Ce séjour se transformait en cauchemar. Elle avait le sentiment d’être plongée au milieu d’une gigantesque farce. Les objets de son passé s’étaient-ils accordés pour lui faire des plaisanteries douteuses ? Elle prétexta la fatigue du voyage pour se retirer dans sa chambre. Songeuse, elle s’installa devant le miroir de sa coiffeuse avec la crainte secrète de voir apparaître un visage autre que le sien. Heureusement, nulle facétie ici, son image la rassura …. Elle se sentait un peu sotte de s’être ainsi laissée aller à la peur. Elle alluma son Ipod et sa playlist se mit en route.
Entraînée par la musique, Elise commença enfin à se détendre. Restait toutefois dans la pièce un bruit sourd et lancinant.
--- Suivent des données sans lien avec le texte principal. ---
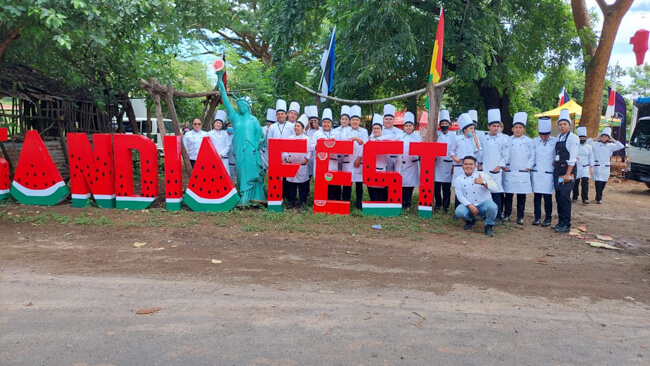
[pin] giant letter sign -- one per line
(428, 152)
(373, 178)
(173, 174)
(4, 170)
(323, 178)
(37, 180)
(124, 145)
(91, 171)
(210, 187)
(278, 169)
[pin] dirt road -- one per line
(292, 293)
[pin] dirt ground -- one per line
(293, 250)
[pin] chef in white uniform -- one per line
(516, 178)
(220, 138)
(604, 147)
(584, 167)
(542, 172)
(444, 164)
(300, 181)
(271, 118)
(282, 129)
(193, 139)
(359, 136)
(390, 133)
(493, 157)
(326, 132)
(410, 167)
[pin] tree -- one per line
(596, 53)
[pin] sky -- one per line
(638, 17)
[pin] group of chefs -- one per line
(504, 167)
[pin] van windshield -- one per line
(641, 135)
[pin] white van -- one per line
(638, 148)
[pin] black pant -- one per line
(334, 193)
(600, 187)
(445, 199)
(358, 190)
(301, 188)
(563, 202)
(407, 196)
(498, 200)
(584, 185)
(548, 205)
(378, 194)
(521, 204)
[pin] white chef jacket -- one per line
(192, 141)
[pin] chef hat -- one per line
(303, 120)
(355, 111)
(494, 116)
(327, 114)
(544, 125)
(311, 111)
(607, 131)
(473, 114)
(294, 106)
(521, 118)
(377, 119)
(444, 116)
(281, 105)
(270, 115)
(464, 121)
(389, 110)
(409, 118)
(564, 116)
(345, 110)
(221, 116)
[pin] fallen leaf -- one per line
(597, 244)
(148, 311)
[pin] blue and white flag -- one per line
(327, 64)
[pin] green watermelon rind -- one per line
(200, 204)
(40, 197)
(381, 209)
(133, 203)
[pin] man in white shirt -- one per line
(474, 192)
(193, 139)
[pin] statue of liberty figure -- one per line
(246, 143)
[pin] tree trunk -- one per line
(493, 100)
(597, 54)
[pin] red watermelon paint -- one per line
(278, 169)
(173, 174)
(124, 146)
(91, 171)
(4, 170)
(210, 187)
(427, 152)
(37, 180)
(392, 180)
(323, 178)
(218, 65)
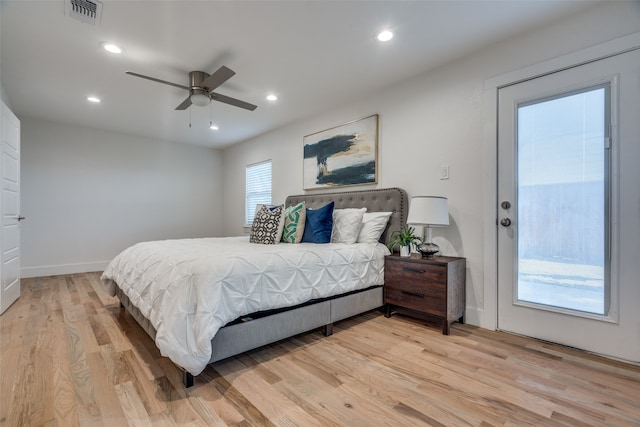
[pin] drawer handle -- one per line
(414, 270)
(415, 294)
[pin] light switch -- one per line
(444, 171)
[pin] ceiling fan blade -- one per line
(232, 101)
(131, 73)
(185, 104)
(216, 79)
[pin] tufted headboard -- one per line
(381, 200)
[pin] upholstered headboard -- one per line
(382, 200)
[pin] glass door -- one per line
(563, 203)
(562, 182)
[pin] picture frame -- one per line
(342, 156)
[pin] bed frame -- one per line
(264, 328)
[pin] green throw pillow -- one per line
(294, 219)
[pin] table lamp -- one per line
(429, 211)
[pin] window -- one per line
(258, 188)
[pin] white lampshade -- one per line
(429, 210)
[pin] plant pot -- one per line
(405, 251)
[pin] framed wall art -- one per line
(343, 155)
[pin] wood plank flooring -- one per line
(70, 356)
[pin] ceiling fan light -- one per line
(200, 99)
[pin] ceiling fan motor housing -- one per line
(199, 95)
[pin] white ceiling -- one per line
(314, 55)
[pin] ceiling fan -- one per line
(201, 88)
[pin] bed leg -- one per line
(327, 330)
(187, 379)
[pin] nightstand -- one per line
(425, 287)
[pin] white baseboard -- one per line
(56, 270)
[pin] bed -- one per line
(253, 315)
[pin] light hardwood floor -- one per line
(71, 356)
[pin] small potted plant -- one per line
(404, 238)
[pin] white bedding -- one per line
(190, 288)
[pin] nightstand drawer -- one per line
(428, 300)
(406, 273)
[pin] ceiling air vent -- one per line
(88, 11)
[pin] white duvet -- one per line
(190, 288)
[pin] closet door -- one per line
(9, 209)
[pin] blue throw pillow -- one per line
(317, 228)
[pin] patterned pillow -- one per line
(346, 225)
(294, 220)
(317, 227)
(266, 228)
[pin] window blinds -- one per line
(258, 188)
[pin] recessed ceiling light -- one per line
(110, 47)
(385, 36)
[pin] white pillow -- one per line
(346, 225)
(373, 225)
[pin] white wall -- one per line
(88, 194)
(436, 118)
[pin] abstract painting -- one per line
(343, 155)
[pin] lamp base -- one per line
(428, 250)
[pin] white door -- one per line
(10, 209)
(568, 212)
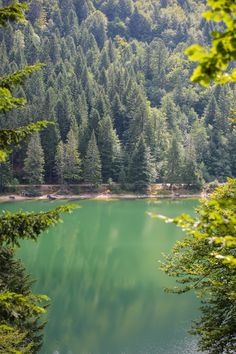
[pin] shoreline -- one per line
(100, 196)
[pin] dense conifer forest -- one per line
(116, 86)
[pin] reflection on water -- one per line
(100, 268)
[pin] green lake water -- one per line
(101, 270)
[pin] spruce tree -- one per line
(60, 163)
(140, 171)
(92, 163)
(72, 162)
(34, 161)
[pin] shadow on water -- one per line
(101, 270)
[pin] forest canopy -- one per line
(116, 74)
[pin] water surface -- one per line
(101, 270)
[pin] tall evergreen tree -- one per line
(72, 162)
(140, 171)
(34, 161)
(92, 163)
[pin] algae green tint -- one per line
(101, 270)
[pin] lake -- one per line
(101, 270)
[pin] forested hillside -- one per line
(116, 85)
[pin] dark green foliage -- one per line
(34, 161)
(205, 261)
(20, 309)
(123, 60)
(14, 12)
(92, 163)
(141, 167)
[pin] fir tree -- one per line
(140, 171)
(92, 163)
(72, 162)
(34, 161)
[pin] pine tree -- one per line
(92, 163)
(72, 162)
(174, 162)
(60, 163)
(34, 161)
(140, 171)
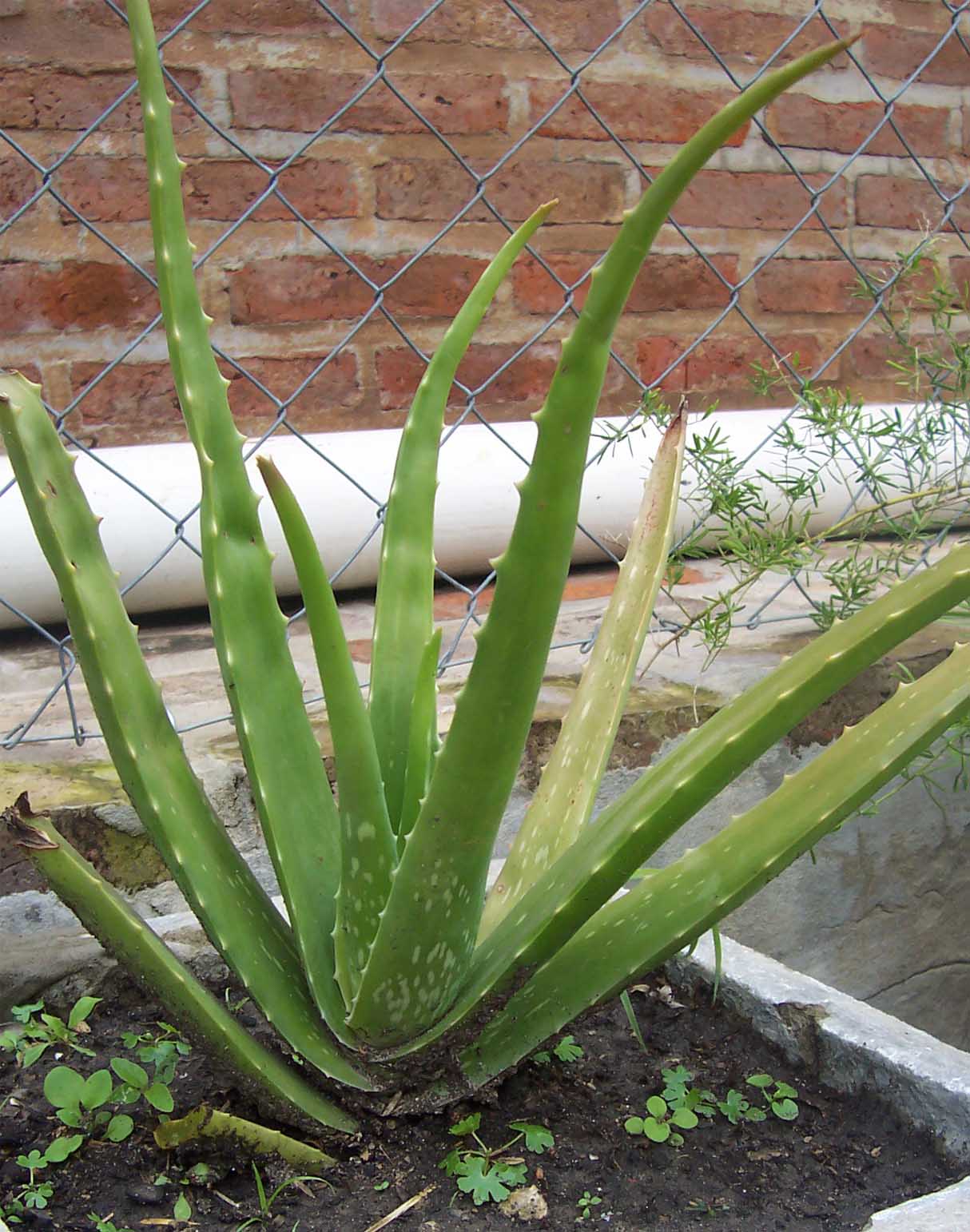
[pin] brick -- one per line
(38, 99)
(805, 122)
(137, 402)
(897, 54)
(317, 188)
(665, 284)
(105, 190)
(568, 25)
(296, 288)
(633, 113)
(735, 32)
(72, 296)
(867, 361)
(904, 205)
(434, 190)
(116, 190)
(320, 407)
(301, 100)
(525, 381)
(797, 284)
(231, 16)
(722, 364)
(18, 181)
(308, 288)
(757, 200)
(959, 277)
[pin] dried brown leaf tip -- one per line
(25, 836)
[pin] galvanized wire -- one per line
(382, 77)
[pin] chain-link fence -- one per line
(470, 107)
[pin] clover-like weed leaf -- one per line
(118, 1127)
(59, 1150)
(468, 1125)
(538, 1139)
(483, 1184)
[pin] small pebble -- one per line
(147, 1195)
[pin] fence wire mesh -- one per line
(574, 97)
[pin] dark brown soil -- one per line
(831, 1168)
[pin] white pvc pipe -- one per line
(475, 511)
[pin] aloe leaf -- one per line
(630, 829)
(404, 618)
(368, 845)
(104, 912)
(210, 1123)
(286, 772)
(147, 753)
(418, 963)
(423, 745)
(672, 906)
(566, 793)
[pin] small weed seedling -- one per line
(778, 1095)
(161, 1050)
(34, 1195)
(30, 1036)
(85, 1104)
(662, 1121)
(567, 1051)
(104, 1223)
(265, 1202)
(586, 1204)
(491, 1173)
(679, 1105)
(678, 1091)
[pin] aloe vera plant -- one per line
(390, 947)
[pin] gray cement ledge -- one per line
(854, 1047)
(849, 1045)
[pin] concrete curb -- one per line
(853, 1046)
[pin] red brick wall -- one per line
(380, 186)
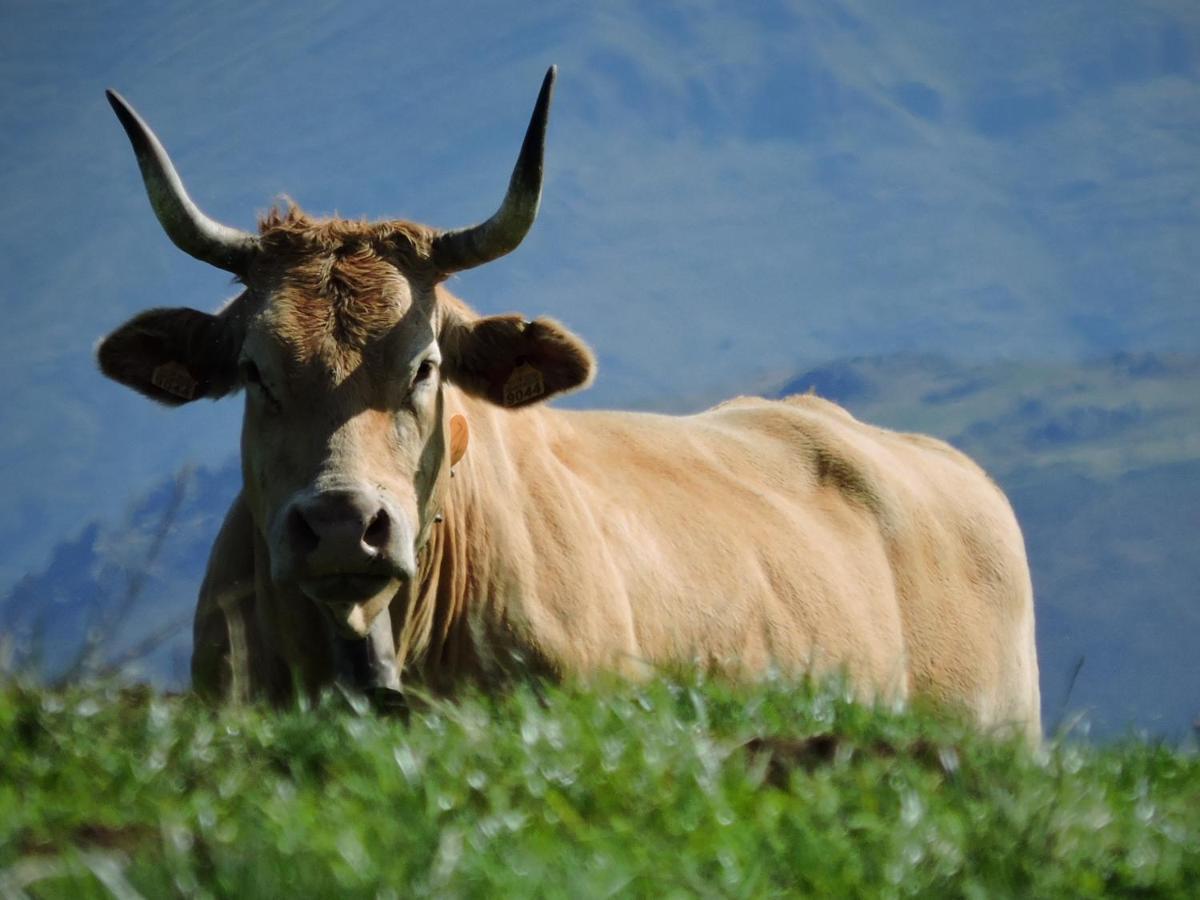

Un martèlement régulier qui semblait même s’intensifier. Elle refusa d’y prêter attention.
C’était maintenant des coups violents frappés contre la porte. Elle s’ouvrit violemment. «Ben alors, qu’est-ce que tu fous ? Tu vas encore rater le p’tit déj ! » Elise se réveilla en sursaut, c’était Florence, l’éducatrice du foyer de la DDASS où elle avait été placée à sa naissance.